Besides, his biggest concern at the moment was Blayne.

Finally, he’d headed to the hospital, tracking down which shifter-run medical center the pregnant wild dog would have gone to. And the female wild dogs there with their Alpha were really nice but Blayne had already split . . . leaving him alone with really nice female wild dogs who thought he was just “adorable”!

And three hours later, when he was still at the hospital and holding the tiniest newborn in the world, a bunch of She-dogs grinning at him, and a bunch of She-wolves watching him like he was Satan—he knew he’d blame Blayne for this. He was blaming Blayne! But first he had to find her so he could blame her to her face!

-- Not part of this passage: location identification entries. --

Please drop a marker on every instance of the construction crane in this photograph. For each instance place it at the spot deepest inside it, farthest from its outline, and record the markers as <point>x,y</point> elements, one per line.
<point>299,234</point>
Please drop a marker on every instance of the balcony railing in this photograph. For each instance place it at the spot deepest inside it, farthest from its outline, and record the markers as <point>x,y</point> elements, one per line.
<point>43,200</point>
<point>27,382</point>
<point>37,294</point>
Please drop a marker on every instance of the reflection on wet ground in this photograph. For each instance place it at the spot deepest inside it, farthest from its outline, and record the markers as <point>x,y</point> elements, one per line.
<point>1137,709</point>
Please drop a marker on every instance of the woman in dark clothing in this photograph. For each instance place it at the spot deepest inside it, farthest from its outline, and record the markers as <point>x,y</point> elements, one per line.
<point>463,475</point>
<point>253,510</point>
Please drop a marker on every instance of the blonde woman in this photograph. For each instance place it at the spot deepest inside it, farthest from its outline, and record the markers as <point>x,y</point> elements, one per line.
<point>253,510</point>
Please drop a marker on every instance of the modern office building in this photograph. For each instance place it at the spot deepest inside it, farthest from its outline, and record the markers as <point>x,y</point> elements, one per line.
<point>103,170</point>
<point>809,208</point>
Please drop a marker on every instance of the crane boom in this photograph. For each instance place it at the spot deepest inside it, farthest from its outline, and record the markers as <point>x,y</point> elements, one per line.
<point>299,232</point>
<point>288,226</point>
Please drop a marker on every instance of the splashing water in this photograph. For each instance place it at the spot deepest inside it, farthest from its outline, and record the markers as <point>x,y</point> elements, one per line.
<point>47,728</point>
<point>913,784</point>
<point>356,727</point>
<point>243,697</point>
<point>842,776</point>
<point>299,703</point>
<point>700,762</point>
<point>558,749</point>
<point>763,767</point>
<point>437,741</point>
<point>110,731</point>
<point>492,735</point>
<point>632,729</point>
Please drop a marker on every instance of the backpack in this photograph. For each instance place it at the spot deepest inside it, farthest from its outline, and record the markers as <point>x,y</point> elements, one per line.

The problem was, no one seemed to know where his wolfdog was.

“She was here for hours,” Jess Ward-Smith told him. She’d been the one to put the newborn in his arms, the kin of her mate looking downright horrified when she had. But one look at the newest hybrid to make it into the world and Bo knew he’d never let anything happen to her. “Then she said she had to go and that she’d talk to me later today.”